Rugby: Pour le manager de Castres, «il y a des similitudes entre le Racing Métro et le Castres de Laurent Labit et Laurent Travers»
RUGBY – Le duo d’entraîneur francilien retrouve le club qu'ils ont conduit au titre de champion samedi…Romain Baheux
En apparence, rien n’a changé à Castres. Le club tarnais est toujours aussi imprenable à domicile et vise comme d’habitude une place en barrages en fin de saison régulière. Dans les faits, Castres doit maintenant assumer un statut de champion de France et digérer le départ de son emblématique duo d’entraîneurs, Laurent Travers et Laurent Labit. Désormais à la tête du Racing Métro, les deux hommes viennent affronter leur ex-club samedi.
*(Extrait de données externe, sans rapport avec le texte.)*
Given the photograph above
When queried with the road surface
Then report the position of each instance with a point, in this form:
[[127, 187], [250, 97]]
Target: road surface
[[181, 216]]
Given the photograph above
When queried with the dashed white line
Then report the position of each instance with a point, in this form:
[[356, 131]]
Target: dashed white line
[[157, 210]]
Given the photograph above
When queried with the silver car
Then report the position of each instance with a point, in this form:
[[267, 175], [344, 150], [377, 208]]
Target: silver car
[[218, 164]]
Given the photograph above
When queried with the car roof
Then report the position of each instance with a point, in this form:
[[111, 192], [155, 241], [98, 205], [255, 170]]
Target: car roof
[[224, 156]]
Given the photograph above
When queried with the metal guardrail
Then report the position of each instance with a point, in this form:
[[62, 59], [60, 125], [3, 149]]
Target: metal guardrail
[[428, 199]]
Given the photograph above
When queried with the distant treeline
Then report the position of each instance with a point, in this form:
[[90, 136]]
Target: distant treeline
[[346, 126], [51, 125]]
Joueur sous les ordres du duo, Matthias Rolland occupe désormais les fonctions de manager. Il évoque le style des deux hommes et leur héritage à Castres.
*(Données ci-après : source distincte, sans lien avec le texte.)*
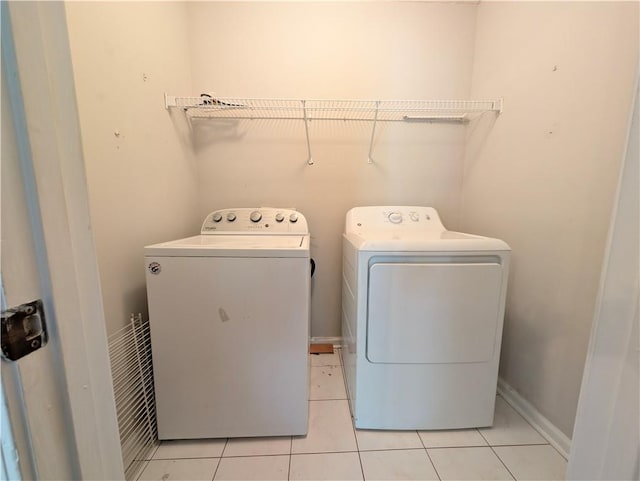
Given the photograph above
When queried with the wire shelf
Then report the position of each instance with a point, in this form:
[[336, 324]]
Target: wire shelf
[[359, 110], [427, 111]]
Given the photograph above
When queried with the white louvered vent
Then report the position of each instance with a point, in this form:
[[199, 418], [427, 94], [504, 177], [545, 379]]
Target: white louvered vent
[[130, 354]]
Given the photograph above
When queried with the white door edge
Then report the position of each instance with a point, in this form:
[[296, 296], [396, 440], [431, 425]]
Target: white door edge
[[44, 66]]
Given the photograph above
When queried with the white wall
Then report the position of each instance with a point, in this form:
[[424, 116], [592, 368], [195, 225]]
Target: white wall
[[372, 50], [141, 179], [544, 179]]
L’après Labit et Travers. «L’état d’esprit est identique même si le staff a changé. Le nouveau staff, composé de Serge Milhas et David Darricarrère, correspond à ce qui a été mis en place pendant quatre ans. Le projet de jeu des nouveaux entraîneurs est sensiblement différent de celui de l’an dernier. On est plus sur un rugby total. C’est normal, chaque technicien apporte sa touche.»
Les ambitions du champion de France. «Se requalifier dans les six premiers après avoir digéré ce titre de champion de France et changé de staff cet été serait fabuleux. Maintenant, l’appétit vient en mangeant. La saison dernière, on n’était pas programmés pour être champion mais on a réussi à faire trois gros matchs pour aller remporter ce titre.»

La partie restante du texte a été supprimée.